How we got from ‘the before’ to ‘the after’… well maybe ‘the middle’:
This is a follow up on our latest project – the refurbishment of cast iron windows in a Victorian warehouse in London!
We began on site by fully deglazing the window of all the 2mm and 3mm glazing, as well as the few panes of original ‘chicken wire’ and retrofitted Georgian Wire glazing. We were then able to remove the opening vent and carefully remove the window. This was fixed using fixing posts on the corners of the window, bedded into the brickwork and then cement rendered into the opening.
The window was delivered from site to our blasting facility to get the window back to bare metal. The window was then spray primed using a two pack epoxy primer and taken to our blacksmith workshop – ready to assess and repair the window.
As you can see from the selection of photographs, and perhaps would expect, there were some repairs needed on this 170 year old window! Most significantly, there was a major crack to the corner of the window which in our expert opinion had led to the matrix on that side of the window being weakened and resulted in failure to the glazing bars on this window. We also had several complete cracks through the glazing bars and framing, these issues had been hidden by years of filler and paint and were unnoticeable prior to blasting.
Repairs on cast iron windows are not as simple as that of our more traditional steel windows – they require specialist machinery as well as different welding rods and methods of working.
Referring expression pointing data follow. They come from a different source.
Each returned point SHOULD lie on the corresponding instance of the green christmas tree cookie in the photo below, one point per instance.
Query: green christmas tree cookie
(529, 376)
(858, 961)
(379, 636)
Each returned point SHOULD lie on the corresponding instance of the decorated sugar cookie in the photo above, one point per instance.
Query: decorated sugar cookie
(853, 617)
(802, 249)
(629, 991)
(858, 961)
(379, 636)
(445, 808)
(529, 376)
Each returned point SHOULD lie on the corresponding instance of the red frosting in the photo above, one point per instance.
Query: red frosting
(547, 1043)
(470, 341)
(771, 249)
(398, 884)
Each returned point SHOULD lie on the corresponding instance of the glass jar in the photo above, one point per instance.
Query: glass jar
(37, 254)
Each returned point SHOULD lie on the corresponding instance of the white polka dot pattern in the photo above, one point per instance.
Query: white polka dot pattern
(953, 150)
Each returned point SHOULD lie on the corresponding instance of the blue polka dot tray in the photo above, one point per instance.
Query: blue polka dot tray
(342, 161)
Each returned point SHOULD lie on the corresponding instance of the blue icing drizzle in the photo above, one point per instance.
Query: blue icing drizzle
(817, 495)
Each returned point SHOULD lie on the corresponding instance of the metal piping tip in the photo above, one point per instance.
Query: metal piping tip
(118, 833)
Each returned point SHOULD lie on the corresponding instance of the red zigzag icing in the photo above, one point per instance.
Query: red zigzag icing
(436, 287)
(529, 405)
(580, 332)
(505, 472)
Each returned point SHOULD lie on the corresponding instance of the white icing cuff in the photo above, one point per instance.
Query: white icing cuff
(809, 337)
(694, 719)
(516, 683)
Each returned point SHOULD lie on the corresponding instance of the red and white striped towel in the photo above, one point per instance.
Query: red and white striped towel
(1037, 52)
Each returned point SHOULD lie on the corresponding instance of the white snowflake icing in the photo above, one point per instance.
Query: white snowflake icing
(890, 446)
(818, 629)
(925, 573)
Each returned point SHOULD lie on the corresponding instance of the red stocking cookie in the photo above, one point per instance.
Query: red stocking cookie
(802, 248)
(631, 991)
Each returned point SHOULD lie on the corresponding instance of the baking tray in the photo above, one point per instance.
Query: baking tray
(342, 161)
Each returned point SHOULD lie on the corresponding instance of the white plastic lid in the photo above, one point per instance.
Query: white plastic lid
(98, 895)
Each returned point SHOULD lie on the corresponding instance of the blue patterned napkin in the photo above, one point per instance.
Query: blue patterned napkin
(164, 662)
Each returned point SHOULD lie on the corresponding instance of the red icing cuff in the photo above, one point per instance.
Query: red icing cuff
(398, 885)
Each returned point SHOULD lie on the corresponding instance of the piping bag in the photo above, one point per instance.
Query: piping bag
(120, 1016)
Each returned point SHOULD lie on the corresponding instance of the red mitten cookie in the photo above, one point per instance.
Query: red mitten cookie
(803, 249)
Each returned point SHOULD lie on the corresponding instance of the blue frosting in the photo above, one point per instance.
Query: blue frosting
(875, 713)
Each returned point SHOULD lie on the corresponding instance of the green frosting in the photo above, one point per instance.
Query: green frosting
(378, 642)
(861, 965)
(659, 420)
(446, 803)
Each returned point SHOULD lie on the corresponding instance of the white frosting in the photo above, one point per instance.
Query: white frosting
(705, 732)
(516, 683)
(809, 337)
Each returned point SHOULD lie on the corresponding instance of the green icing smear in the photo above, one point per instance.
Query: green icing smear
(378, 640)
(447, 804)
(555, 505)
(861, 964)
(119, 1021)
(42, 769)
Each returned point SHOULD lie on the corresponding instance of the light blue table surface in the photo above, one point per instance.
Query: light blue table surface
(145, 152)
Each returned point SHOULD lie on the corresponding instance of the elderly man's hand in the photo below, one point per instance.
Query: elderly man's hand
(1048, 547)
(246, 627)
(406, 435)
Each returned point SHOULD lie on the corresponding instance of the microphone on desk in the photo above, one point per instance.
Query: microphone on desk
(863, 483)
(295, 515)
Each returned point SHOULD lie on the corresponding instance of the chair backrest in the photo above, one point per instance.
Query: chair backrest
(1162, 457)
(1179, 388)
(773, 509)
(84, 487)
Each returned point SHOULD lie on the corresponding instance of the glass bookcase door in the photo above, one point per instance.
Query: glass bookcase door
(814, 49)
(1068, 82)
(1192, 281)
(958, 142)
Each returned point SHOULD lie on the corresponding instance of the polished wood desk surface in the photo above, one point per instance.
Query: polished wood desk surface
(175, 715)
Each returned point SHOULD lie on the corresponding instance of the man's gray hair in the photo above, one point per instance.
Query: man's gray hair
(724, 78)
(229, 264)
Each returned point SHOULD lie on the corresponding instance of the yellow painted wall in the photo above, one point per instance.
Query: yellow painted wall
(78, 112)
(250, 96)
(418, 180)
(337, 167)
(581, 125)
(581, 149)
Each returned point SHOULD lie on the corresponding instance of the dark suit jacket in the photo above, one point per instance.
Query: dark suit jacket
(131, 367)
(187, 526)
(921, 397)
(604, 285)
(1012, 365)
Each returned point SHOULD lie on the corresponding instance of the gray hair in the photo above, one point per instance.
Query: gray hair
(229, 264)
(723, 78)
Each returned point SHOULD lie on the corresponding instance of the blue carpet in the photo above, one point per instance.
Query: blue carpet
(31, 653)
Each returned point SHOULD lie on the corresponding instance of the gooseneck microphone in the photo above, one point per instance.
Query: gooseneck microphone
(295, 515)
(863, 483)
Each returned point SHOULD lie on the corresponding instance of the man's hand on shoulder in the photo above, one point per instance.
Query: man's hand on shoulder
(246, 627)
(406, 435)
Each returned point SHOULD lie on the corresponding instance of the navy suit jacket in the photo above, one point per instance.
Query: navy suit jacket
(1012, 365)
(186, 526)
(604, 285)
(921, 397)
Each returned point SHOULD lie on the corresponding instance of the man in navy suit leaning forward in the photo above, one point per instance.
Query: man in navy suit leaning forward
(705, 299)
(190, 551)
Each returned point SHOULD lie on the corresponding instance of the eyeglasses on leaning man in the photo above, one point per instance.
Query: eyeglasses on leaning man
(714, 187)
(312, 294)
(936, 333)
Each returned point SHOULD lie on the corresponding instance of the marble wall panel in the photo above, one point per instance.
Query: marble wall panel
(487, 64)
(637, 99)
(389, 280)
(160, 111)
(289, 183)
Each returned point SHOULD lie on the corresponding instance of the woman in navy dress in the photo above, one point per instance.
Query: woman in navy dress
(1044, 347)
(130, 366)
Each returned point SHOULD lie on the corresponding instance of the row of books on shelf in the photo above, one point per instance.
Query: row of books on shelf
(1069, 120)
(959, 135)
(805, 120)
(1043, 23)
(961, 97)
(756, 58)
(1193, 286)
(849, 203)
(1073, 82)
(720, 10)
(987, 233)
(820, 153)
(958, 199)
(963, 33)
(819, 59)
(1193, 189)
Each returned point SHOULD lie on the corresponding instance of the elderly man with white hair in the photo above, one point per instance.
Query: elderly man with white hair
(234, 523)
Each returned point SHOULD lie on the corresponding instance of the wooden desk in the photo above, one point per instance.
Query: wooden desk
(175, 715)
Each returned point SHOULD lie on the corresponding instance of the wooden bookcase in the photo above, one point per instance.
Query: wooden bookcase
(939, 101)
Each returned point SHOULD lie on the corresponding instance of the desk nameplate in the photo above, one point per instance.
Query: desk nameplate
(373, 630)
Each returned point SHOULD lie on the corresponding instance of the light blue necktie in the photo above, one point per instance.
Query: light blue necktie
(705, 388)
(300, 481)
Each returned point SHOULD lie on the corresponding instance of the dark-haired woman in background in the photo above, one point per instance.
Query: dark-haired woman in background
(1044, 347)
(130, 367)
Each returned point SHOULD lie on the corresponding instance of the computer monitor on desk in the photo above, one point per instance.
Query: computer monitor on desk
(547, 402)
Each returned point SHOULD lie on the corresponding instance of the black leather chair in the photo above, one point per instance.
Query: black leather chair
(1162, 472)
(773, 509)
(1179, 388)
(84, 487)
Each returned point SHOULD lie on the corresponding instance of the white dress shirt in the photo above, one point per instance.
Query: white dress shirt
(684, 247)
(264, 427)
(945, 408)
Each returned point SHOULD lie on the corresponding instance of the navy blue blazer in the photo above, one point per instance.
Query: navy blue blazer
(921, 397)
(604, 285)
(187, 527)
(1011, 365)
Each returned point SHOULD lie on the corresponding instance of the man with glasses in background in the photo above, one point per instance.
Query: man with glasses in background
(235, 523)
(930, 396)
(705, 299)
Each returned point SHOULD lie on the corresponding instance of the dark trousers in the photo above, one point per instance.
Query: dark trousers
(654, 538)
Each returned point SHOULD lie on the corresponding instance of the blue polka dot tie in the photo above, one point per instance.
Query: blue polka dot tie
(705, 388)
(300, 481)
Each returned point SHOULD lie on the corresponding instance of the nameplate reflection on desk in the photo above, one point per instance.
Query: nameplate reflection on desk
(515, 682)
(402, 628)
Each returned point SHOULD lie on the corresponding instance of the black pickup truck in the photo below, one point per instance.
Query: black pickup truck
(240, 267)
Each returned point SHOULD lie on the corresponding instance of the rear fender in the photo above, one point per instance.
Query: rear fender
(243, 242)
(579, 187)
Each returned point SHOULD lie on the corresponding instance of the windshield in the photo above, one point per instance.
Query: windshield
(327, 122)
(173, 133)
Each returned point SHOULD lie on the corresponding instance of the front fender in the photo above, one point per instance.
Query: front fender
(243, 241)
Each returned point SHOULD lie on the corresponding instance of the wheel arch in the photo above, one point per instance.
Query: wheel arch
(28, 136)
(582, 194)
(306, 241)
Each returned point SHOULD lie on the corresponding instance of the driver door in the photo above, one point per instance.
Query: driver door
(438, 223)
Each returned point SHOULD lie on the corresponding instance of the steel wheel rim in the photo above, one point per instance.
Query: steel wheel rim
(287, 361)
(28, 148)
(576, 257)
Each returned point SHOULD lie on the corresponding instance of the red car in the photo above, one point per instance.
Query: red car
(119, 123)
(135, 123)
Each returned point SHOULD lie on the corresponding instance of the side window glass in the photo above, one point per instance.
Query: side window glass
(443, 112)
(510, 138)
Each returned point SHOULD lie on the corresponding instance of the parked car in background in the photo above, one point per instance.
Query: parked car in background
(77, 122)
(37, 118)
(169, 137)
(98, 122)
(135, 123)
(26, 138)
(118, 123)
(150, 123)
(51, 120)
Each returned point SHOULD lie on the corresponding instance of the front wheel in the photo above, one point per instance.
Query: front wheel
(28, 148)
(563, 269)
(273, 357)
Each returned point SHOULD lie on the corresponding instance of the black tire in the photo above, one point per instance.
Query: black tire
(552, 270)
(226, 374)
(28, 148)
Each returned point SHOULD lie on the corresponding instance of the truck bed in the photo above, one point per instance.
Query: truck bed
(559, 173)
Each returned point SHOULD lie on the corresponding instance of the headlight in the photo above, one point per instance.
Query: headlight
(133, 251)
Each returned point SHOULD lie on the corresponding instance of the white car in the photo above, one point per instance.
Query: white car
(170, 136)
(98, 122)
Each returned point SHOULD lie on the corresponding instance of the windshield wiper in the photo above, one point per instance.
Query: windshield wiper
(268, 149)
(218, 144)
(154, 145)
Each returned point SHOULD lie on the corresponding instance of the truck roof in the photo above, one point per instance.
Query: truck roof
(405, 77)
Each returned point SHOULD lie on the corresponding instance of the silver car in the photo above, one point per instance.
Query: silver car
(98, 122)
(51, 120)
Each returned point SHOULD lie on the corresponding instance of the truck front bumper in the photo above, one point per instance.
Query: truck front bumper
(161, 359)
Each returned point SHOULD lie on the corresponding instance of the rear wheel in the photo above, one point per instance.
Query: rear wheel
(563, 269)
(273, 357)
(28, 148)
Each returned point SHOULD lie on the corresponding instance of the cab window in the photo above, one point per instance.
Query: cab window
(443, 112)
Amongst other issues is the cooling the welds. This is perhaps most common and serious as that the welds must be gradually cooled down, using heat to keep the areas warm for longer to prevent secondary cracking to the welds. We are lucky to have the expertise and experience to be able to work with cast iron and very sadly, this is a slowing industry and forges are becoming much harder to find.
The window is now ready for re-fixing on site! Next on the list was designing a new fixing detail as fixing a window on render alone is just not sufficient nowadays.